To use with Scala.js, you'll need

"com.lihaoyi" %%% "fastparse" % "3.0.2" // SBT
ivy"com.lihaoyi::fastparse::3.0.2" // Mill

Writing Parsers


Basic

The simplest parser matches a single string:

import fastparse._, NoWhitespace._
def parseA[$: P] = P("a")

val Parsed.Success(value, successIndex) = parse("a", parseA(_))
assert(value == (), successIndex == 1)

val f @ Parsed.Failure(label, index, extra) = parse("b", parseA(_))
assert(
  label == "",
  index == 0,
  f.msg == """Position 1:1, found "b""""
)

Such a parser returns a Parsed.Success if the input matches the string, and otherwise returns a Parsed.Failure.

As you can see, by default the Parsed.Success contains a (): Unit, unless you use Capture or Map described below.

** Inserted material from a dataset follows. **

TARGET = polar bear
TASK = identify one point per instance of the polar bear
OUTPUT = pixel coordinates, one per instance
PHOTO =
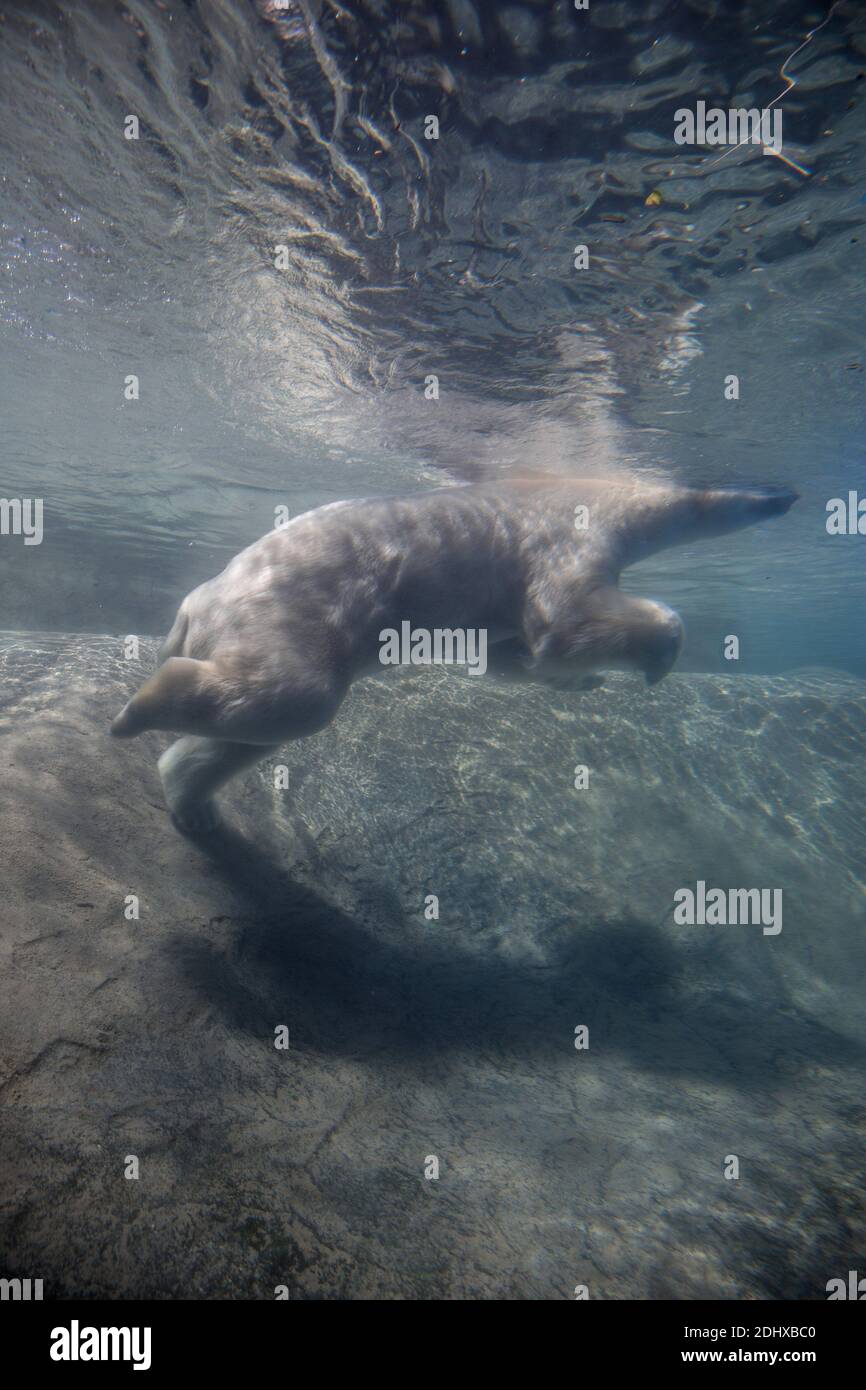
(267, 649)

You can also wrap the strings in an IgnoreCase("...") if you want the matching to be case-insensitive.

The P(...) lets you write mutually recursive parsers, without running into circular initialization problems, and gives the parser a nice, human-readable name (from the def it is being assigned to) which appears in parse error messages. In general, every time you assign a parser to a def, you should wrap it in P(...).

You can also call fastparse.parse on any geny.Readable value, such as Array[Byte]s to parse binary data, or java.io.InputStreams for streaming parsing.

Failures

import fastparse._, NoWhitespace._
def parseEither[$: P] = P( "a" | "b" )
def parseA[$: P] = P( parseEither.? ~ "c" )
val f @ Parsed.Failure(failureString, index, extra) = parse("d", parseA(_))

assert(
  failureString == "",
  index == 0,
  f.msg == """Position 1:1, found "d""""
)

// .trace() collects additional metadata to use for error reporting
val trace = f.trace()

// `.msg` records the last parser that failed, which is "c", and
// `.longMsg` also shows the parsing stack at point of failure
assert(
  trace.label == "\"c\"",
  trace.index == 0,
  trace.msg == """Expected "c":1:1, found "d"""",
  trace.longMsg == """Expected parseA:1:1 / "c":1:1, found "d""""
)

// aggregateMsg and longAggregateMsg record all parsers
// failing at the position, "a" | "b" | "c",


assert(
  trace.aggregateMsg == """Expected (parseEither | "c"):1:1, found "d"""",
  trace.longAggregateMsg == """Expected parseA:1:1 / (parseEither | "c"):1:1, found "d""""
)

When parsing, dealing with failures is an important part of making things work. Fastparse provides three levels of error reporting you can ask for when a parse fails:

  1. The default Parsed.Failure only tells you the position of the error message, without any clues what went wrong at that position.
  2. You can pass in the flag verboseFailures = true to fastparse.parse to get a better description of what caused the parse failure. This slows the parse down by a significant amount (takes ~50% longer than a normal parse), You can then use the .msg or .longMsg to see what's going on.
  3. You can call failure.trace() on an existing failure to perform a second parse over the initial input. This also gives you access to failure.trace().msg and failure.trace().longMsg, but additionally provides .aggregateMsg and .longAggregateMsg for high-level listing of what was expected at point of failure, or .terminalsMsg and .longTerminalsMsg for a low-level view of what individual strings or characters were expected at point of failure.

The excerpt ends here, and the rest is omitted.